How are you managing investments through this event?
Schuster: At Strategic Advisers, I am part of an investment team that manages accounts for clients. We invest in stocks, bonds, and other asset classes for a wide range of investors. Most of our clients tend to have a financial goal that is at least 5 years out. So we aim to not overreact to near-term events. In this case, for reasons that I’ve already mentioned, we believe that it’s too early to react to the coronavirus. As a result, we have not made changes to how our client portfolios are allocated.
Yet at the same time, we are closely following developments on this event.
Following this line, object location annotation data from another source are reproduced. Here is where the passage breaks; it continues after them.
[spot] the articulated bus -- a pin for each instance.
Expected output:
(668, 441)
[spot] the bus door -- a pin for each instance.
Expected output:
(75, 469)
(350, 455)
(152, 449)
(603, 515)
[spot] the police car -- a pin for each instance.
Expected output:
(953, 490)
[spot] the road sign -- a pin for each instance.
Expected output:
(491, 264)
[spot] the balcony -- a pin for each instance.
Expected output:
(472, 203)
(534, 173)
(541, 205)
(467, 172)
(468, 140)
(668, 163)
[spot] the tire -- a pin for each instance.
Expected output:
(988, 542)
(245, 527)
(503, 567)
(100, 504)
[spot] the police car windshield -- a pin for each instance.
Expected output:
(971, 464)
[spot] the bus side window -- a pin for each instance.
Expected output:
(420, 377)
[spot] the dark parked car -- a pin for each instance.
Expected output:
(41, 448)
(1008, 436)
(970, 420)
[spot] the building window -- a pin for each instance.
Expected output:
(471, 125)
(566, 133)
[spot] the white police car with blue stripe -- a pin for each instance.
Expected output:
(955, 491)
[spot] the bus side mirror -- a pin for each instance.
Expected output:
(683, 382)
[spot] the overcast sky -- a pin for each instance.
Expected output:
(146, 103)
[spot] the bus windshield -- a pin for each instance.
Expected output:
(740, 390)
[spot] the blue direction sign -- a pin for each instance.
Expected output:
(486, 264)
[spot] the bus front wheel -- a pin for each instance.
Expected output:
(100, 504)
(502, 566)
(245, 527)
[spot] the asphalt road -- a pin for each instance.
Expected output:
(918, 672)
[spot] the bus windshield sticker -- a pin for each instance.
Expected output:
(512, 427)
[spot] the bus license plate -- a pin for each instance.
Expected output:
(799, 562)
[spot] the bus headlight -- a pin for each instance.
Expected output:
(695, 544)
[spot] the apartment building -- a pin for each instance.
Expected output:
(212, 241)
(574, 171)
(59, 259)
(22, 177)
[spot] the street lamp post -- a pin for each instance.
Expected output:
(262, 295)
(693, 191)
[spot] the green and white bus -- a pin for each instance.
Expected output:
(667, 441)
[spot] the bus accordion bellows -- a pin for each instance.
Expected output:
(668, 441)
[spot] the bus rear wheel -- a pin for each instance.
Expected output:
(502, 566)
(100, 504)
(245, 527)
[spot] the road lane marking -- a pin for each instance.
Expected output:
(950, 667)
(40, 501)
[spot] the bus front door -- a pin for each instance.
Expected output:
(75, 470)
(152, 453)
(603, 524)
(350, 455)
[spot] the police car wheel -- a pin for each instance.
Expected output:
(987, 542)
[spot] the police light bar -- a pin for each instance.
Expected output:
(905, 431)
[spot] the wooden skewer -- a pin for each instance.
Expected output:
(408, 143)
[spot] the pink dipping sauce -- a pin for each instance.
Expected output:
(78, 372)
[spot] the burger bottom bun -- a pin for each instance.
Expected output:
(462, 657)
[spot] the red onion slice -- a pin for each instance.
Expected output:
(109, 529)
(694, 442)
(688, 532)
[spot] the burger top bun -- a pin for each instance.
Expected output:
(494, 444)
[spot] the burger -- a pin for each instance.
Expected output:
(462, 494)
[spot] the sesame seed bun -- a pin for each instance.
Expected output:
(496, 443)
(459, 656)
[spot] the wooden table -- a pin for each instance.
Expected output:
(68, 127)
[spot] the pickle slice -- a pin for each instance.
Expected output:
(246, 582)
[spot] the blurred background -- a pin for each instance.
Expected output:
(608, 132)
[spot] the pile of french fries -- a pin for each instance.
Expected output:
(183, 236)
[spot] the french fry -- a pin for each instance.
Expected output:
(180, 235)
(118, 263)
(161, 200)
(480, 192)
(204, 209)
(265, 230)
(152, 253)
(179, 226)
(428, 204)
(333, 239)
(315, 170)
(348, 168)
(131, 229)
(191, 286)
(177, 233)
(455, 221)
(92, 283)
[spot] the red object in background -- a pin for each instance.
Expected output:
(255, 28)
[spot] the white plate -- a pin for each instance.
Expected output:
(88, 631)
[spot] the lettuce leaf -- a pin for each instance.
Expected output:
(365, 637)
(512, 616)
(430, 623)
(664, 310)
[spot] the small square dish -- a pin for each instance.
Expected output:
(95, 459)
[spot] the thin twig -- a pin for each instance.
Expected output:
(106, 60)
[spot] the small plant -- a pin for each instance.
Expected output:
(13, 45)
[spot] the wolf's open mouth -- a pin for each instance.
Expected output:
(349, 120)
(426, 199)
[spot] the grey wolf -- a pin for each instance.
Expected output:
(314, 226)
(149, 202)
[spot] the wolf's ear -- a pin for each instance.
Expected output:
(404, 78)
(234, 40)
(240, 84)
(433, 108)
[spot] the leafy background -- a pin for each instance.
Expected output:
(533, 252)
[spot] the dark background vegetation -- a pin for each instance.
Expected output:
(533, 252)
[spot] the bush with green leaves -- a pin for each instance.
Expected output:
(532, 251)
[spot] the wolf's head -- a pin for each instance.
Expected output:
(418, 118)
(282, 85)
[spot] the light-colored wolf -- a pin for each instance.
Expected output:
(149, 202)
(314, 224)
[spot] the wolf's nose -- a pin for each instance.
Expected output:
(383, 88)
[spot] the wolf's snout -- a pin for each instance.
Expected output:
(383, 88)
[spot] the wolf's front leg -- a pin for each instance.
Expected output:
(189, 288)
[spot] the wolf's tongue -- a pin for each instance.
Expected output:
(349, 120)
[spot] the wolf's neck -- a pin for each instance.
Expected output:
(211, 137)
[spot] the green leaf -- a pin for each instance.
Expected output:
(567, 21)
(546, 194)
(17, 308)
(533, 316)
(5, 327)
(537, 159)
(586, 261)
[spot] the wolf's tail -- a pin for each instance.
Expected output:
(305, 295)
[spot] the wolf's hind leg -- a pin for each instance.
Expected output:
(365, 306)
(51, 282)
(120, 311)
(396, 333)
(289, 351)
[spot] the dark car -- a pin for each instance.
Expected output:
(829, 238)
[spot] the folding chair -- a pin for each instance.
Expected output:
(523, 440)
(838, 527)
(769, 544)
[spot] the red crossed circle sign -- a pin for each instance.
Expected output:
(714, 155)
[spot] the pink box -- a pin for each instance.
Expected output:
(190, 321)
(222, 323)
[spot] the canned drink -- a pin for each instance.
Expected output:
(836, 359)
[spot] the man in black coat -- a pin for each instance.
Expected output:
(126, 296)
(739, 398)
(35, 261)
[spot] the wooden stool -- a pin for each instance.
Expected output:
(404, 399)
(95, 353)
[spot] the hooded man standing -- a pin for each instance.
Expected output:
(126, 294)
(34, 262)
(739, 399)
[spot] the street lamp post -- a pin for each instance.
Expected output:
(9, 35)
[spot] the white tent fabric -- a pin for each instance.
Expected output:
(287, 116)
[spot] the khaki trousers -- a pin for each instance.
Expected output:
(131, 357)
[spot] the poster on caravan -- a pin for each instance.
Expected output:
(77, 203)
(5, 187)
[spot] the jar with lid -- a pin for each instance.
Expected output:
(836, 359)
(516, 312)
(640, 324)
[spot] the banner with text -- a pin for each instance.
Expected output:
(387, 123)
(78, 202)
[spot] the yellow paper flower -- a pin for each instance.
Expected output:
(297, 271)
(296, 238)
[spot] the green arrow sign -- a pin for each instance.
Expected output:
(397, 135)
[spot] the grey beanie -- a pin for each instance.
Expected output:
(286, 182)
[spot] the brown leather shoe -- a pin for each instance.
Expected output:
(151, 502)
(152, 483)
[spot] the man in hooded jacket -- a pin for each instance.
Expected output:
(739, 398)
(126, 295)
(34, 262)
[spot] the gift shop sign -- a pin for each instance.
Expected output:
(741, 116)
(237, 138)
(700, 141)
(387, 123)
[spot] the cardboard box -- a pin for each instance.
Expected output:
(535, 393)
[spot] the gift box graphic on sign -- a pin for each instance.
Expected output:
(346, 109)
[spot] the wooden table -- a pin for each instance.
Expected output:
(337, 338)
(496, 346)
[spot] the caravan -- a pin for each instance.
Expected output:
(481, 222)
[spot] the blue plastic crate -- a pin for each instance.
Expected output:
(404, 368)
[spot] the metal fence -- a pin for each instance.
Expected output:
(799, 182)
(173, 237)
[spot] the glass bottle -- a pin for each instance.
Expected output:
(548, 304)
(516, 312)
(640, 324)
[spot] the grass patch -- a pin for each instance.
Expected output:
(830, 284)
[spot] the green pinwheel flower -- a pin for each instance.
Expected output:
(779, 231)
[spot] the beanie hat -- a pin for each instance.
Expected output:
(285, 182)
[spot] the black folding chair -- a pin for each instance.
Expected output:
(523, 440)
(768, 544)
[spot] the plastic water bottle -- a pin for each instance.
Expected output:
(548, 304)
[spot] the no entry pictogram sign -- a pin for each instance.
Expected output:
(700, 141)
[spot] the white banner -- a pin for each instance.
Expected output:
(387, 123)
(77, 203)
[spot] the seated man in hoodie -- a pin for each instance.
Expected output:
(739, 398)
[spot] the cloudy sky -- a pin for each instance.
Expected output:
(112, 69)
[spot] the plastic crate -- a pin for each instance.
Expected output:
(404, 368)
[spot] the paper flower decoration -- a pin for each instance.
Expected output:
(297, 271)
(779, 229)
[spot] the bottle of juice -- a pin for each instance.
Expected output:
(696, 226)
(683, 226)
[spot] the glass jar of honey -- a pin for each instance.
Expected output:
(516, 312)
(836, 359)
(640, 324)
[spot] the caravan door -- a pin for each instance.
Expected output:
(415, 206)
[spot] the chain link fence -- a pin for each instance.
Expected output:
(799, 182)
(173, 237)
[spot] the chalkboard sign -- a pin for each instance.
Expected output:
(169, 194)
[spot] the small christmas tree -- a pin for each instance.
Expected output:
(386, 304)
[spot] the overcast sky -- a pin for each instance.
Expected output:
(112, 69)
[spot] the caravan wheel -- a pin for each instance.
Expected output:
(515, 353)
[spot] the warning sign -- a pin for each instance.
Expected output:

We have access to deep research capabilities, both within and outside of Fidelity. This includes access to research analysts who are on the mainland in China. This allows us to have a timely understanding of this outbreak. If the potential impact of this virus leads to greater market volatility, or starts to impact the outlook for economic growth, we will adjust our client accounts accordingly. We will also look for opportunities to rebalance client accounts, which can allow us to keep a client’s account closely aligned to their long-term target mix of stocks, bonds, and other investments.
To wrap up, our investors can rest assured that the investment team at Strategic Advisers is laser-focused on managing our clients’ accounts in a manner that is consistent with their financial goals. We pride ourselves on being there for our investors through particularly trying times, like the one we are currently experiencing. We hope that we can provide our clients a little peace of mind by taking on the challenges of investing through volatile markets on their behalf.